Al día siguiente de aquel pleno parlamentario de marzo del 93 en que la oposición abandonó el hemiciclo en protesta por el escapismo del presidente, Felipe González acudió a un acto de la universidad autónoma de Madrid y fue sonadamente abucheado por varias decenas de estudiantes. Fue allí, descolocado y manifiestamente incómodo por el recibimiento agrio, donde acabó haciendo Felipe lo que no había querido hacer ni ante la prensa ni en el Parlamento. “Independientemente de las responsabilidades legales que dictamine la justicia”, dijo, “el PSOE asumirá las responsabilidades políticas que le correspondan; yo, como responsable del partido, estoy dispuesto a asumir la mía". “¡Dimisión!”, gritó uno de los estudiantes.

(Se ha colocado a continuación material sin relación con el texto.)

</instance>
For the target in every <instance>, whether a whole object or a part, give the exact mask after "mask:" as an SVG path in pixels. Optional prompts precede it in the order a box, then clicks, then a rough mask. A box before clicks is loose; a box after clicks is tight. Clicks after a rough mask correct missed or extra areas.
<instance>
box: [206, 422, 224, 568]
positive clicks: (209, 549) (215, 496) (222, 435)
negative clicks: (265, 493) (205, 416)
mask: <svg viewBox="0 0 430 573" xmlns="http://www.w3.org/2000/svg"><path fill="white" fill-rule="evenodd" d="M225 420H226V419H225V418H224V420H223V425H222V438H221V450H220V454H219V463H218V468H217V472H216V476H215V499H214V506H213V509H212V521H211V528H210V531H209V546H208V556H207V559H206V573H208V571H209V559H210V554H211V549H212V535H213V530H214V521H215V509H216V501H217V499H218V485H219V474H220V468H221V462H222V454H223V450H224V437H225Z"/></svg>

Y dijo Felipe: “Si me compete la responsabilidad de dimitir, también estoy dispuesto a ello”. Los periódicos del día siguiente destacaron mucho esta frase. Que sólo era eso, una frase de Felipe. Aún estuvo tres años más en el gobierno, le estallaron muchos otros casos y nunca entendió que le correspondiera dimitir. Siempre vio aquellos escándalos como una operación urdida por sus enemigos para descabalgarle del cargo. Y es verdad que sus enemigos deseaban verle descabalgado, pero eso no desmentía la existencia de los escándalos y la obligación de responder a las sospechas y las denuncias. (Alfonso Guerra, por cierto--no sé si esto lo cuenta en sus memorias--, dijo aquel día que Filesa no tenía absolutamente nada que ver con el PSOE, que el juez Barbero se estaba extralimitando y que el abucheo a Felipe en la Autónoma lo había organizado el Opus Dei.